Growth of the property development industry in Melbourne’s CBD has been an astonishing achievement. With a population increase at over two per cent, retail sales up by 2.8%, and property investments rising by a staggering 12.5% within a year, this has been reflected by the investment into the city’s property development industry. In addition, there were at least 40 commercial projects underway as of June 2015, with a further 20 significant developments currently being proposed for approval from the Victorian Civil and Administrative Tribunal.
The boom in this sector is an encouraging indication that Melbourne’s economy is well and truly on its way back to pre- Global Financial Crisis (GFC) growth rates. While the industry is expected to fare well for at least three more years, it’s predicted that 2016 will be when growth will finally slow down. The main reason for this is that there are a number of factors that may affect how much money property developers can take out of the market in Melbourne, which could have an effect on the things that are being built.
Some of these factors include legislative changes to planning laws in metropolitan Melbourne, tighter financial controls on funding for new development in Melbourne proposals, and the approval process with VCAT. Another key factor is whether or not several redevelopments will still go ahead, either due to unforeseen circumstances or delays in the approvals process. One of the most notable projects that has been recently delayed is the $1 billion Southgate development in Southbank. With work having already started, it’s now expected to be postponed for at least six months due to VCAT concerns over the proposed height and scale of the towers which were part of the project.
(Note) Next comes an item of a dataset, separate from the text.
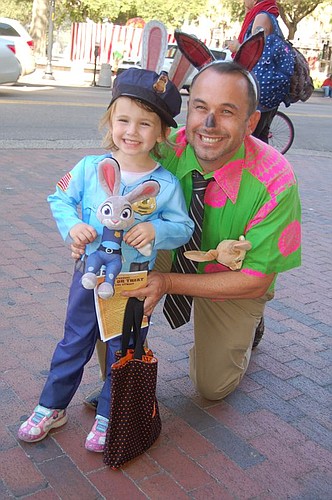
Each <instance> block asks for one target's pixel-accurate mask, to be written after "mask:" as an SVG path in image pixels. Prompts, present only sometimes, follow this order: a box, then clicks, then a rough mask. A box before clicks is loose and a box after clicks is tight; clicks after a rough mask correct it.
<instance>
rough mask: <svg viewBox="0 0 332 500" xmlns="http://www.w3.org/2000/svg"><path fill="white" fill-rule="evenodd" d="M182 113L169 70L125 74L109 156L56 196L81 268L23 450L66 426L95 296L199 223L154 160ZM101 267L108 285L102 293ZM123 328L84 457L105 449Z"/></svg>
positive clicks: (53, 199)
The residential market is also likely to slow down in the medium term. This is mainly due to the fact that there aren’t enough buyers with large amounts of capital, which has made it difficult for developers to secure loans without having to offer higher interest rates than they would like. However, despite this slowdown, there are still several high-density projects around the city that are expected to be completed over the next couple of years, such as 500 Chapel Street in South Yarra and Yarras Edge. Indeed, with large developments such as these, it’s expected that Melbourne will be able to sustain current levels of growth for the property development industry for at least another couple of years.